Here I compare the performance of MPP and hybrid LS-DYNA on the POD HPC cloud platform. The jobs were run on the H30 cluster, which features compute nodes with dual Intel® E5-2670 Sandy Bridge processors (hyperthreading off) and 64GB of memory. An Intel® True Scale QDR Fabric provides low-latency connections, and the nodes are connected to a Ceph and NFS storage infrastructure via 10 GbE Ethernet. The runs were performed with LS-DYNA version 7.0.0, using the MPP and hybrid distribution binaries for Linux x64, CentOS, Intel® Fortran Compiler (IFORT), and Open MPI. The run time Open MPI libraries used are our custom build of Open MPI 1.5.5 which is tailored for POD’s InfiniBand interconnect and supports the Performance Scaled Messaging (PSM) communication interface. For the test I chose the car2car benchmark, a 2 car crash simulation model with 2.4 million elements.
In a previous post we have already discussed the importance of binding the compute processes to a particular CPU socket, in order to improve memory access and reduce cache misses. This is particularly relevant for the hybrid solver, which is designed to closely mimic the physical architecture of the processor. For this reason, in both the MPP and hybrid runs I used the openmpi command line options for process binding. The MPP runs were thus started using the following command line:
mpirun -npernode 16 -bysocket -bind-to-socket mpp971 …
while the hybrid solver was launched as follows:
mpirun -npernode 2 -bysocket -bind-to-socket hyb971 ncpu=-8 …
Thus the pure MPP run uses 16 MPI processes per compute node, while in the hybrid solver only 2 MPI processes per node are started (one for each CPU socket), each process spawning 8 threads.
The results of the runs are collected in the following table. Here the second column lists the total number of processes for the run. In the case of the MPP solver this corresponds to the number of MPI processes, while for the hybrid solver the number of MPI processes is obtained dividing the total number of processes by 8.

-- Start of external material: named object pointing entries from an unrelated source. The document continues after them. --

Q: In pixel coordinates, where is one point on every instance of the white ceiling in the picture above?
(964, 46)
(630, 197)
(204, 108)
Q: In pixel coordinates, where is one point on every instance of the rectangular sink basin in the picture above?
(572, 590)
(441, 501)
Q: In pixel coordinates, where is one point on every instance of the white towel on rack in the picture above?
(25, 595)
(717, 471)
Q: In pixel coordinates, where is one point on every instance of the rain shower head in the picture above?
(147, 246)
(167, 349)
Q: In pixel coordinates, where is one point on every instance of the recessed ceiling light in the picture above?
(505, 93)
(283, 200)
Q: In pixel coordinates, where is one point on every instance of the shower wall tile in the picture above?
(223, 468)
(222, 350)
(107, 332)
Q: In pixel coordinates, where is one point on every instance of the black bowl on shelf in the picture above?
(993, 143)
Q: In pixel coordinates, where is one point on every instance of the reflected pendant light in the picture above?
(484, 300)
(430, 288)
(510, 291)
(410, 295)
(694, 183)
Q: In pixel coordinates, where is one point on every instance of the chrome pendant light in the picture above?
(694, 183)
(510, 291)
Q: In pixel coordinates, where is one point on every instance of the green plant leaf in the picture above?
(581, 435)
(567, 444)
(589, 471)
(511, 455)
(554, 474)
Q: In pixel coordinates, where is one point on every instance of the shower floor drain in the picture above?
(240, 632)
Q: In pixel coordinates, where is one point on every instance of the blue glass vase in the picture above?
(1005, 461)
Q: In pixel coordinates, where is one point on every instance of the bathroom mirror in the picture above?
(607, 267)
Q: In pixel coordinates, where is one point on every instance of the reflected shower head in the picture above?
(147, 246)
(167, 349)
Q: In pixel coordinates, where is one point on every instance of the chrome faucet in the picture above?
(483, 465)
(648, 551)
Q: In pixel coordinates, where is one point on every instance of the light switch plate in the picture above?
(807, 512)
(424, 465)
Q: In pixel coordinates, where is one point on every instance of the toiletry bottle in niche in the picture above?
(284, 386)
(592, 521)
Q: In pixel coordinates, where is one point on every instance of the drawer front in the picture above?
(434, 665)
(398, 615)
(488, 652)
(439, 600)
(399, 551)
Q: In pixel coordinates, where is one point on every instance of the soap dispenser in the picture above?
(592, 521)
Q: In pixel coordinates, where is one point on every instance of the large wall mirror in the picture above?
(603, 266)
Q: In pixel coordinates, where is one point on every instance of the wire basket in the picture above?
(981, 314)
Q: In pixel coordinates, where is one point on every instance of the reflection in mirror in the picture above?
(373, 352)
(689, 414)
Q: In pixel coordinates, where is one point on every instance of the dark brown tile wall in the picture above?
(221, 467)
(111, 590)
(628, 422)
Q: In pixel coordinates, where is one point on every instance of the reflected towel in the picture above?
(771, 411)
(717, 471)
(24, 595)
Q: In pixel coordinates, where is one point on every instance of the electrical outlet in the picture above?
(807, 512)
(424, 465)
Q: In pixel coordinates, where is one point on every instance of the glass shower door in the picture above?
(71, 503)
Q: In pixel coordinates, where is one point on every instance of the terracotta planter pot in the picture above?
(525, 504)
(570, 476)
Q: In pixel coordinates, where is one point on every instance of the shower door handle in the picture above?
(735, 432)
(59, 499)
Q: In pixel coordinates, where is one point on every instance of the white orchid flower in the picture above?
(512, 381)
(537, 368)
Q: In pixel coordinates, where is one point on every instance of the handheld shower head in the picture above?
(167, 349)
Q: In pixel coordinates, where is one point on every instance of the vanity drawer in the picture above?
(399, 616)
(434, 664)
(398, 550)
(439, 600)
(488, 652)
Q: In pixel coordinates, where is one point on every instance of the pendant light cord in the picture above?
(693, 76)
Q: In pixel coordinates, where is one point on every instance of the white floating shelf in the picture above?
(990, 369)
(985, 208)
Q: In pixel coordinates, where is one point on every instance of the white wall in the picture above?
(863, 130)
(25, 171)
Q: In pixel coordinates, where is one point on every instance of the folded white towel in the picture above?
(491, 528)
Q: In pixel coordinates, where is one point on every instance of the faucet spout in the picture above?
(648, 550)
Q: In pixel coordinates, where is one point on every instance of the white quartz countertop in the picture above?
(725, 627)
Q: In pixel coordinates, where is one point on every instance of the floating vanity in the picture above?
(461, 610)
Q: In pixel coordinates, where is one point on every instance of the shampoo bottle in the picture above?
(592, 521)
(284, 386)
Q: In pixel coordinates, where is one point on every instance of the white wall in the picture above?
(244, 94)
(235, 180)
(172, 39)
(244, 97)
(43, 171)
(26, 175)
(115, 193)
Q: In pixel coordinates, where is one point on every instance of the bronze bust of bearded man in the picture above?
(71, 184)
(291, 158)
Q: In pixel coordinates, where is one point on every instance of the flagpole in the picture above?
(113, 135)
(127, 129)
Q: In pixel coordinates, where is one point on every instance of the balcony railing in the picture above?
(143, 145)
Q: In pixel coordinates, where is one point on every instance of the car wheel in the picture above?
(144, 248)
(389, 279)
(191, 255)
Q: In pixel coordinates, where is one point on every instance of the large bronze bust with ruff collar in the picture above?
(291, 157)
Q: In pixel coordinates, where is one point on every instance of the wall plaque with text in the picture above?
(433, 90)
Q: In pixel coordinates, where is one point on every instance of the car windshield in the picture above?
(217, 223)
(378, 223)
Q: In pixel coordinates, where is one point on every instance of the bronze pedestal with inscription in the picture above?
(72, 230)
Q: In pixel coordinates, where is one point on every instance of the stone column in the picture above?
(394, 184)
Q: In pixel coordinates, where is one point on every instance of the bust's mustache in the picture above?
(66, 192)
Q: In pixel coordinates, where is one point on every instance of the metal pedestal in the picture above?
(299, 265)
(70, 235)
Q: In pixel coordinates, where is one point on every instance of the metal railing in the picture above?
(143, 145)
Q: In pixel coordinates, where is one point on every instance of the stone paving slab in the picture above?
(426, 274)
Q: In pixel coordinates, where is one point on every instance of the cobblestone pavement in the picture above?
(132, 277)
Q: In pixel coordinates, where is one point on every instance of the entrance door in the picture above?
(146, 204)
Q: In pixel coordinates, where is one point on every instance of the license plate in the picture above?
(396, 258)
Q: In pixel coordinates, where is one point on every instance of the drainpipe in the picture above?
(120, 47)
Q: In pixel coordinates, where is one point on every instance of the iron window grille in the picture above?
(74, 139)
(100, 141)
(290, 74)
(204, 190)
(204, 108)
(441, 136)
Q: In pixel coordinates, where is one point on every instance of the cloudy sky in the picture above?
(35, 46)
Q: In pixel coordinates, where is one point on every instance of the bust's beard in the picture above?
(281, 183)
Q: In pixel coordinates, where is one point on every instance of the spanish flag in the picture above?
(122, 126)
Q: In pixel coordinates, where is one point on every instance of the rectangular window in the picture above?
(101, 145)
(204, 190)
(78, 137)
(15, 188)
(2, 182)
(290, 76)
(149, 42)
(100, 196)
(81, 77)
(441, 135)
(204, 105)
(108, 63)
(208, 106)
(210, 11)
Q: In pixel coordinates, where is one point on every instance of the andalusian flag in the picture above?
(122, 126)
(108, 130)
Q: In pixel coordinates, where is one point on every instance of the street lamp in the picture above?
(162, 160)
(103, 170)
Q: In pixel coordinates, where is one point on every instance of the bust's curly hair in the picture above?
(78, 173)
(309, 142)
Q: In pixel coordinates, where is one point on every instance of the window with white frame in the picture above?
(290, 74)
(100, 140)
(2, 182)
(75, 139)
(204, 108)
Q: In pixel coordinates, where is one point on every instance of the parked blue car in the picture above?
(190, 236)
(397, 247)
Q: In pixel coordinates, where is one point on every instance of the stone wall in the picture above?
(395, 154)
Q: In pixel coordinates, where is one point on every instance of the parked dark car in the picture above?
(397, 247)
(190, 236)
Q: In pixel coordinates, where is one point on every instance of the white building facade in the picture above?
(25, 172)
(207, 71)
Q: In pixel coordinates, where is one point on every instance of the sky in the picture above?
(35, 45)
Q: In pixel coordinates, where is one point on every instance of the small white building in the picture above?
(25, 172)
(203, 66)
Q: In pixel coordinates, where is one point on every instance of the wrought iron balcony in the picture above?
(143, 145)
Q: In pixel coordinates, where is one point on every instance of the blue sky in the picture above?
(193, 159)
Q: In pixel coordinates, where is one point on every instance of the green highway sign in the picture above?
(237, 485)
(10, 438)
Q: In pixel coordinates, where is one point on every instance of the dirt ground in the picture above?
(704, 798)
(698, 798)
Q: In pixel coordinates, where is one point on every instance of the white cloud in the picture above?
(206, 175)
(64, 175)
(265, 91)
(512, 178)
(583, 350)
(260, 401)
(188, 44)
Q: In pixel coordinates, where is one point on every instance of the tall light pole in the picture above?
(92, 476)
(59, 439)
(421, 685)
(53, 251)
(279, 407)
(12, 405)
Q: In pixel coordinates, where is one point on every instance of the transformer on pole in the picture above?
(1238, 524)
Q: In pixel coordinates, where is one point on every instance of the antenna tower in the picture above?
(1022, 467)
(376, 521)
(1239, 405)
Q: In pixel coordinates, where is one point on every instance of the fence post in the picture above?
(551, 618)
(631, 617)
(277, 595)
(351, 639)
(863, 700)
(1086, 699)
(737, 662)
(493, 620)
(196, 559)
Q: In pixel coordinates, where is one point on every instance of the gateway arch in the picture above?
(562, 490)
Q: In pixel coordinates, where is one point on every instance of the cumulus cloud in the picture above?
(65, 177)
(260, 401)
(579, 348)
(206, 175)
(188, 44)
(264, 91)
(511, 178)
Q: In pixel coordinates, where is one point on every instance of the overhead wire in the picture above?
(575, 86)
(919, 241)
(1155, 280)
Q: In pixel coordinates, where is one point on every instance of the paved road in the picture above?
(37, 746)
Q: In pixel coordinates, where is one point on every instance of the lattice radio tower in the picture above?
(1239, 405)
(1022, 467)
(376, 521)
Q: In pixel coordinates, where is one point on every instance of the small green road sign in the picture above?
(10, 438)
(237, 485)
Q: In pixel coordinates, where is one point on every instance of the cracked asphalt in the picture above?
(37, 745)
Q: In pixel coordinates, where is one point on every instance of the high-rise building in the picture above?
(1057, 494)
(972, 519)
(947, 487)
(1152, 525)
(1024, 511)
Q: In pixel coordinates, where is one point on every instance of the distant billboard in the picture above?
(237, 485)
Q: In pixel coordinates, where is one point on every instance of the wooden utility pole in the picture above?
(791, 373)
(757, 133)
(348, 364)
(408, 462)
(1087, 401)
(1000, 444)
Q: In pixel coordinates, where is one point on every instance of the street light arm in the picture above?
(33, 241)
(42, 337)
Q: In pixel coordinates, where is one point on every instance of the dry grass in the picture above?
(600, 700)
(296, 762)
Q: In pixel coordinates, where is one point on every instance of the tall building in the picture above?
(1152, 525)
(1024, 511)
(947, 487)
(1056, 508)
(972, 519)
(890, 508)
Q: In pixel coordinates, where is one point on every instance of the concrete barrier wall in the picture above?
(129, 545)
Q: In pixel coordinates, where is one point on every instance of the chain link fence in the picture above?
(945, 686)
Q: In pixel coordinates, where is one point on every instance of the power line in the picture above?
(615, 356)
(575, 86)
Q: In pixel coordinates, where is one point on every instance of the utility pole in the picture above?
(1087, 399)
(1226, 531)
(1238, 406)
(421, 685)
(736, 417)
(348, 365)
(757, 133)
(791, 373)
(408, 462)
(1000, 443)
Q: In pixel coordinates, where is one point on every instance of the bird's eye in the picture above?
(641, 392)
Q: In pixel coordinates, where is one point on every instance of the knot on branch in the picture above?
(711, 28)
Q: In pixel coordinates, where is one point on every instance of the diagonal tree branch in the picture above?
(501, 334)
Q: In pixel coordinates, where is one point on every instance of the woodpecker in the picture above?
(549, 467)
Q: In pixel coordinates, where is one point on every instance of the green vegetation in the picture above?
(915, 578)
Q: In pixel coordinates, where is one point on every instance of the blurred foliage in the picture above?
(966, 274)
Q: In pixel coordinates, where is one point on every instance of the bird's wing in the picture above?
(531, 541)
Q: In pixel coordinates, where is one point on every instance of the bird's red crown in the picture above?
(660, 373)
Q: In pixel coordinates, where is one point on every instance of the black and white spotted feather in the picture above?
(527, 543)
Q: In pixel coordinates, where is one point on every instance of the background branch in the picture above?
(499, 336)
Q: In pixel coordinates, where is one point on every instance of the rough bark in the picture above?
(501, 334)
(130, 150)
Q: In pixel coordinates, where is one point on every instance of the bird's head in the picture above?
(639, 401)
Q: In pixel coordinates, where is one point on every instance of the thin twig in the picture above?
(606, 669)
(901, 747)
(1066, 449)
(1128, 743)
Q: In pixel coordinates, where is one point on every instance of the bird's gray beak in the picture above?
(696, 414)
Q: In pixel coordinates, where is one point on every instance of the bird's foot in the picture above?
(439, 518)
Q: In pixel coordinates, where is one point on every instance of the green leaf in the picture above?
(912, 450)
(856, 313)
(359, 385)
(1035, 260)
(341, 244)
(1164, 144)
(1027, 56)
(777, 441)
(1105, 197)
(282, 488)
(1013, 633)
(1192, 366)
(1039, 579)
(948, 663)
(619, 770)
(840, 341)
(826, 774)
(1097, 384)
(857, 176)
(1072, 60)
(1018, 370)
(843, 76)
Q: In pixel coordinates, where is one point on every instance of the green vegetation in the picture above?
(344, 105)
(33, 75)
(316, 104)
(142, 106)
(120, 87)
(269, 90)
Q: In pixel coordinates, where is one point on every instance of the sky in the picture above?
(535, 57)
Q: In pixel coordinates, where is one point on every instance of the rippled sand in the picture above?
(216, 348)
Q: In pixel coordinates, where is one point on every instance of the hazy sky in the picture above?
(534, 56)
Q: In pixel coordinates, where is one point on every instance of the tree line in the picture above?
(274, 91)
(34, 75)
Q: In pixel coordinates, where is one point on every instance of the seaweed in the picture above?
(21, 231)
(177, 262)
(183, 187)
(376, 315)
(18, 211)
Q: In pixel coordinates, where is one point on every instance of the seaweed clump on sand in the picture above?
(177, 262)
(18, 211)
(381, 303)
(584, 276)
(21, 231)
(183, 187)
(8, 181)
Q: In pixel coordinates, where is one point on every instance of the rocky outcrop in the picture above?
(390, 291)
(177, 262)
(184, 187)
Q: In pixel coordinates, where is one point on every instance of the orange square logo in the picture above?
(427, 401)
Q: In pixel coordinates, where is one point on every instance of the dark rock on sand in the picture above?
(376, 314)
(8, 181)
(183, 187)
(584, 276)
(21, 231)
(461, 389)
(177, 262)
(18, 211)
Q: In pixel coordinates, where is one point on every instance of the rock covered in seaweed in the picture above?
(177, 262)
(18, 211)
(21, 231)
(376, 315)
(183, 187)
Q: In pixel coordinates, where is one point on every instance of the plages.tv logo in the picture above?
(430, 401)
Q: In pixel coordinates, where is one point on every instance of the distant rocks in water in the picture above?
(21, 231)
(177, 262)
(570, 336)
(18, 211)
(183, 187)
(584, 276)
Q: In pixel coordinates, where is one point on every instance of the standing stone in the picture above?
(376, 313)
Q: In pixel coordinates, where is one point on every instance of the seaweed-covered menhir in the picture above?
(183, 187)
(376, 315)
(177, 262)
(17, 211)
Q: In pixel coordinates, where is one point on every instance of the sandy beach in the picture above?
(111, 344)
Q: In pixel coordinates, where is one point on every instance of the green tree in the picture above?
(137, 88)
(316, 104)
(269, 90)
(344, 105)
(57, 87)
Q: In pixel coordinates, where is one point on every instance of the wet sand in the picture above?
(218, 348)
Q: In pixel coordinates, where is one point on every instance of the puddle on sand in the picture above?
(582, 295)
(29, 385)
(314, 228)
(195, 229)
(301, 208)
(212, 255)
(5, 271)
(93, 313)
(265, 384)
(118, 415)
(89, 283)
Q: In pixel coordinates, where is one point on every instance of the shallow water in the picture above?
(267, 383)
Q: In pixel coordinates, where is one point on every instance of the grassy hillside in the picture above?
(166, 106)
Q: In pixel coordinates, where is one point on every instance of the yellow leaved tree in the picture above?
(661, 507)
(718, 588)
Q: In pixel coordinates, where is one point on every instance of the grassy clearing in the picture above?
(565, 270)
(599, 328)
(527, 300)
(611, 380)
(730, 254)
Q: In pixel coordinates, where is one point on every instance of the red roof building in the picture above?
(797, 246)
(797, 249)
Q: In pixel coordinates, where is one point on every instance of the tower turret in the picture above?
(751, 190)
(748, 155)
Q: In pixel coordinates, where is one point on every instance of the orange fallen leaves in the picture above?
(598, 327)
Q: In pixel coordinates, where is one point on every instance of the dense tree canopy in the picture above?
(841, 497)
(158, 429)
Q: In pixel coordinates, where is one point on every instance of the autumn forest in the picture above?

We can see that for this benchmark the pure MPP solver performs better than the hybrid for lower processor counts. Here the number of MPI processes is not large enough for the communication overhead to dominate the compute time of the pure MPP version. In this case the different type of overhead incurred by the multi threaded run, together with the different parallelization model, make the hybrid solver less efficient.
For larger jobs the performance of the two solvers becomes virtually the same, with perhaps a little advantage for the hybrid solver in the 256 processors run. For these jobs the communication overhead takes a larger share of the total time, which gives a relative advantage to the hybrid solver. On the other hand, the fast InfiniBand hardware and the optimized Open MPI stack used by POD ensure that the MPP DYNA implementation remains fairly efficient at these job sizes too.
In conclusion, the MPP LS-DYNA solver exhibits optimal performance for both small and medium-large jobs on the Penguin HPC cloud. The hybrid solver may be appealing for large jobs, especially if one wants to further speed up the calculation without changing the domain decomposition properties of the simulation.